ALECY ALVESAnterior | Índice | Próxima

Maternidade x responsabilidade

Desde a infância aprendemos que a vida não é feita só de coisas agradáveis. Em muitos momentos da nossa passagem terrena, talvez na maioria deles, nos deparamos com obstáculos.

As responsabilidades, então, são infinitas. Para começar, ainda criança somos obrigados a freqüentar a escola e apreender a cuidar da própria higiene, por exemplo, sob pena de recebermos castigos proporcionais ao tamanho da rebeldia, que pode ser ficar sem assistir ao programa de tevê favorito ou, mais recentemente, sem os joguinhos no tablet.

Mas é na vida adulta que, digamos assim, a coisa pega. Uma das maiores responsabilidade, se não a maior, chega quando decidimos ou somos levadas à maternidade ou paternidade. Não que essa atribuição constitua um obstáculo, mas estaríamos mentindo ao dizer que é fácil, que “tiramos de letra”.

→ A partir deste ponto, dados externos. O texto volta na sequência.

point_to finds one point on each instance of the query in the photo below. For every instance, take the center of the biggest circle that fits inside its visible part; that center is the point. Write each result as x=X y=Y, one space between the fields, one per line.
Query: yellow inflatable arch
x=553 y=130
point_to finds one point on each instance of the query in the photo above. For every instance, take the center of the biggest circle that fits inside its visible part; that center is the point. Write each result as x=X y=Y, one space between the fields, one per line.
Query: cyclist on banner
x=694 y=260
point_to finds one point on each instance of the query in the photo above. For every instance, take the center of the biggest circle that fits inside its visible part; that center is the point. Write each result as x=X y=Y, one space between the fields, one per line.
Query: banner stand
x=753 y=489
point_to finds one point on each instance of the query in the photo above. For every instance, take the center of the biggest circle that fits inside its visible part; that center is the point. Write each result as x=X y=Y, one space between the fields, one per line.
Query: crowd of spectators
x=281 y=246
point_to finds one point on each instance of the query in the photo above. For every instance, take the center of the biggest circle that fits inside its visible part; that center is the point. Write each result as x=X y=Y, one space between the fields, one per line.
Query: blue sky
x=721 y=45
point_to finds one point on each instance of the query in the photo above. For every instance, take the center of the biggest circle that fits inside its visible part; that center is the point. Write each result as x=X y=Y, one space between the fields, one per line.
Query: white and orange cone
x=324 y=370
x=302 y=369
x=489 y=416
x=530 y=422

Somos responsáveis por nossos filhos desde o momento em que descobrimos a gravidez até... Hummm! Sempre. E essa não é uma responsabilidade sustentada simplesmente no amor materno ou paterno. Somos responsáveis constitucionalmente. Está previsto em leis, na Constituição Federal (artigo 227), e ratificado em outros códigos e resoluções.

Todavia, há milhares de crianças vivendo em situação de violência, abandono e ausência de amor, até entre aquelas que compartilham o teto com os pais.

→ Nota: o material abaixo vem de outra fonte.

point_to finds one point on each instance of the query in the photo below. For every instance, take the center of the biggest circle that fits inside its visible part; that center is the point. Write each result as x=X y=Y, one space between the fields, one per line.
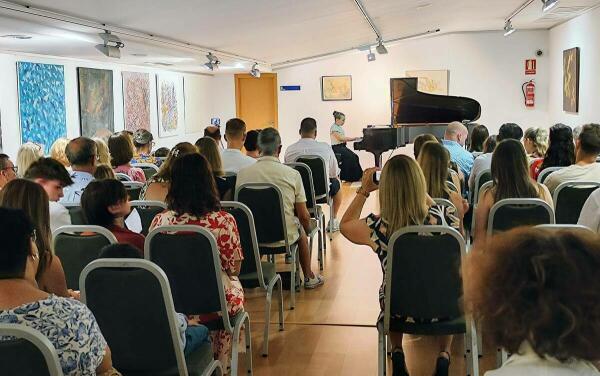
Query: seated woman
x=67 y=323
x=33 y=200
x=404 y=202
x=210 y=150
x=156 y=187
x=193 y=200
x=510 y=180
x=537 y=294
x=106 y=203
x=121 y=153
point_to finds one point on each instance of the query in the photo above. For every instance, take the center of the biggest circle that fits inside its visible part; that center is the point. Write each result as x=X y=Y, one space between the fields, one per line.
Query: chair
x=142 y=328
x=569 y=198
x=255 y=273
x=314 y=210
x=189 y=257
x=149 y=169
x=514 y=212
x=147 y=211
x=411 y=293
x=76 y=250
x=28 y=354
x=266 y=204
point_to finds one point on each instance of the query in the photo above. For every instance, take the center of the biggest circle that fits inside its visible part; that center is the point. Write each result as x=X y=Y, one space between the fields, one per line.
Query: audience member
x=251 y=143
x=57 y=151
x=82 y=153
x=53 y=177
x=32 y=199
x=193 y=200
x=106 y=203
x=536 y=294
x=479 y=134
x=404 y=202
x=308 y=145
x=68 y=324
x=510 y=180
x=268 y=169
x=587 y=148
x=235 y=135
x=121 y=152
x=156 y=187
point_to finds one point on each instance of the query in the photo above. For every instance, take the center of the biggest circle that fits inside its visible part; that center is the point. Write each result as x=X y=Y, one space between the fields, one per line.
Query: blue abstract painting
x=42 y=103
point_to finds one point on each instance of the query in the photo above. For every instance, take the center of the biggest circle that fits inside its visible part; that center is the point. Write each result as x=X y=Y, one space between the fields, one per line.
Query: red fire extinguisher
x=529 y=93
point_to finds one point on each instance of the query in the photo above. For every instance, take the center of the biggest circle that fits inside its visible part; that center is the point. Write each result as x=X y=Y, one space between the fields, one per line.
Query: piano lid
x=410 y=106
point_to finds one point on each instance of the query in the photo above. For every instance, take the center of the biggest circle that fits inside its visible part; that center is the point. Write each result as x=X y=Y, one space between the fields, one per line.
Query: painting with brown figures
x=96 y=106
x=136 y=100
x=571 y=80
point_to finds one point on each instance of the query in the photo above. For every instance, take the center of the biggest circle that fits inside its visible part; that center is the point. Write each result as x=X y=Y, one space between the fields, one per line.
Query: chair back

Mesmo sabendo, testemunhando, reportando e, claro, me indignando com as situações de violência infantil, ainda fico surpresa quando ouço indagações do tipo: “O que vamos fazer com essas crianças em casa todos esses dias?”

Essa frase foi dita por um casal ao ser informado pela professora que o feriado prolongado dos servidores públicos seria extensivo à escola dos filhos dele. Se os pais não sabem, quem saberá?

Temos e teremos por toda a vida, momentos de dúvida. De não saber o que e como fazer. Todavia, é nossa atribuição educar. Não dá para transferir a educação dos filhos às escolas. Escola ensina crianças, jovens e até adultos a ler, escrever; sobre história, geografia e tantos outros conteúdos.

Além disso, que a escola pode fazer é, por exemplo, contribuir para torná-lo um cidadão crítico, capaz de analisar a conjunta do país em que vive e tirar suas próprias conclusões e opinião.